A recent surge of police action against churches in China has raised concerns the government is getting even tougher on unsanctioned Christian activity.
Among those arrested are a prominent pastor and his wife, of the Early Rain Covenant Church in Sichuan. Both have been charged with state subversion.
And on Saturday morning, dozens of police raided a children’s Bible class at Rongguili Church in Guangzhou.
China is officially atheist, though says it allows religious freedom.
But it has over the years repeatedly taken action against religious leaders it considers to be threatening to its authority or to the stability of the state, which, according to Human Rights Watch, “makes a mockery of the government’s claim that it respects religious beliefs”.

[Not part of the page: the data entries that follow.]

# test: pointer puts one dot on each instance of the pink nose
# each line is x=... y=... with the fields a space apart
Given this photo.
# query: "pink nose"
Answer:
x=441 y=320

The government pressures Christians to join one of the Three-Self Patriotic churches, state-sanctioned bodies which toe the Communist Party line and are led by approved priests.
Silencing of a critic
Despite this, the Christian population has grown steadily in recent years. There are now an estimated 100 million Christians in China, many of them worshipping in so-called underground churches.

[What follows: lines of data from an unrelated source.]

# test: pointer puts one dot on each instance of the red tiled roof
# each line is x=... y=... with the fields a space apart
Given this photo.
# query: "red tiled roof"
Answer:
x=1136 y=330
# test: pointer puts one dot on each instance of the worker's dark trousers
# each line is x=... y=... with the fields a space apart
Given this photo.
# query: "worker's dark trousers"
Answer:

Wang Yi is the leader of one such church, the Early Rain Covenant Church in Chengdu, the capital of south-western Sichuan province.
The church is unusual in that it worships openly and regularly posts evangelical material online. The church says it has about 800 followers spread across the city. It also runs a small school.
Pastor Wang is also known for being outspoken – he has been fiercely critical of the state’s control of religion and had organised a widely shared petition against new legislation brought in this year which allowed for tighter surveillance of churches and tougher sanctions on those deemed to have crossed the line.
On 9 December, police raided the church and arrested Pastor Wang and his wife Jiang Rong. Over the following two days, at least 100 church members, including Wang’s assistant, were taken away.
One member of the church, who asked not to be identified for fear of reprisals, told the BBC that the lock on the church school had been broken, churchgoers’ homes had been ransacked and some were “under house arrest or are followed all the time”.